The case appears compelling.
The complaint’s central issue hinges on the claim that the nonprofit functions as a connected PAC, when the law prohibits the group from engaging with political campaigns. This overlap, the complaint says, feeds a number of violations.
The WCWP charity was originally organized by “seasoned Republican operative” Anthony Bellotti in 2013, under section 501(c)3 of the federal tax code.
According to the IRS, such groups are “absolutely prohibited from directly or indirectly participating in, or intervening in, any political campaign on behalf of (or in opposition to) any candidate for elective public office.”
But the complaint says that’s exactly what the White Coat Waste Project did.
Four years after founding the nonprofit, Bellotti and his new partner Justin Goodman registered a WCW PAC with the Federal Election Commission—leaving “Project” off the name. The two men told the FEC in their statement of organization that the group was a “nonconnected PAC,” walled off from the nonprofit. But the complaint alleges they had instead “established, financed, maintained, and controlled” the PAC as essentially a bank account to support the nonprofit’s lobbying efforts, calling into question the truth of their federal statements.
And there’s the legal rub: The PAC did what PACs do, which was make campaign donations to elected officials. In this instance, the complaint says, they were the same officials the nonprofit was lobbying.

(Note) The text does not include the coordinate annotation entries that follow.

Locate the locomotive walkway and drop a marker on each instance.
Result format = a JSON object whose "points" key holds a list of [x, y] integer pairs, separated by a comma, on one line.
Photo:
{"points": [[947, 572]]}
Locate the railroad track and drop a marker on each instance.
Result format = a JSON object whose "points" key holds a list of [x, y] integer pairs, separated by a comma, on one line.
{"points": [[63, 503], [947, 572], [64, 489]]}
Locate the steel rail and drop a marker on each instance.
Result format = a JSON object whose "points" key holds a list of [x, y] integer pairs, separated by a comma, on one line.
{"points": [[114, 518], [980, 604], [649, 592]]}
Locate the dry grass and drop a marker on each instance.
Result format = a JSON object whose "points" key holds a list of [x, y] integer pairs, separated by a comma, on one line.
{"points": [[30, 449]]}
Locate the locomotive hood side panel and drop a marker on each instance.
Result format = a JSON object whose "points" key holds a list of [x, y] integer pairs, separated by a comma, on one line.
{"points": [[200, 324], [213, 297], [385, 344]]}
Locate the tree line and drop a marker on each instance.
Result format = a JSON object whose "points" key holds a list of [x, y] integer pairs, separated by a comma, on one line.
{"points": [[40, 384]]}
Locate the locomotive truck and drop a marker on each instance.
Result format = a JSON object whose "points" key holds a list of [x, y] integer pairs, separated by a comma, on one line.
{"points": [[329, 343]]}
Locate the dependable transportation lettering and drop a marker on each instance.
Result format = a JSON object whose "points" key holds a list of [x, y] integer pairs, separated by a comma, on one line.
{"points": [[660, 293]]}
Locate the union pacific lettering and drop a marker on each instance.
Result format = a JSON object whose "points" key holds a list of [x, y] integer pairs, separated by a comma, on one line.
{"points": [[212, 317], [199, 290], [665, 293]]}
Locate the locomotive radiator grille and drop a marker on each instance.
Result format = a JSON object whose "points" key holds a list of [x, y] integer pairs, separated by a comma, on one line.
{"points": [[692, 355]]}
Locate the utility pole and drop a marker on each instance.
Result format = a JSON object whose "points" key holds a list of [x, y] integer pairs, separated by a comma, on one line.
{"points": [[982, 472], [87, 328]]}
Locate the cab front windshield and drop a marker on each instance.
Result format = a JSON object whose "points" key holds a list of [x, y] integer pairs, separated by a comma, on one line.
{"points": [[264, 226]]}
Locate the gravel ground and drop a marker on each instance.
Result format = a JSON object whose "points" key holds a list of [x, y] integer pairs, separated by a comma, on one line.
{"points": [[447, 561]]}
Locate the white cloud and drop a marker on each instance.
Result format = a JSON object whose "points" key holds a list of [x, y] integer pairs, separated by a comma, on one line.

The complaint argues that Bellotti and Goodman have made “barely any effort to maintain the pretense” that the PAC maintains the necessary legal distance from the nonprofit. For instance, both groups use the same logo and the same slogan.
But more seriously, the complaint cites web data showing the PAC’s website is registered and maintained by the nonprofit. FEC records show that the PAC reports paying Bellotti for “website services.” The complaint says this indicates that Bellotti “created and maintains” the PAC website in his role as president of the nonprofit.
That’s a problem, the document says, because the PAC uses that site to raise money from the public. And given the relationship between the PAC and the nonprofit, that money—as much as 76 percent of the total, according to the complaint—would appear to come from impermissible public sources.
Worse, according to the watchdog, that money provides political support for the nonprofit’s activities.
In 2019, the complaint says, the WCWP nonprofit reported lobbying on an anti-animal testing bill as one of its stated top priorities. During that same election cycle, the WCWP PAC gave money to the campaigns of exactly seven House candidates—the same seven who introduced the bill.
It’s not immediately clear if there was any impermissible political crossover in the anti-Fauci misinformation campaign, but it’s possible. The PAC gave money to a House member who co-signed a letter inquiring about the funding, though the donation predated the letter by more than a month.
When the Post asked WCWP in November about its flawed attacks on Fauci, Goodman—the group’s spokesperson—doubled down.
“When you have such a high-profile person to point the finger at for funding animal experiments, it would be malpractice for us not to do that,” he said.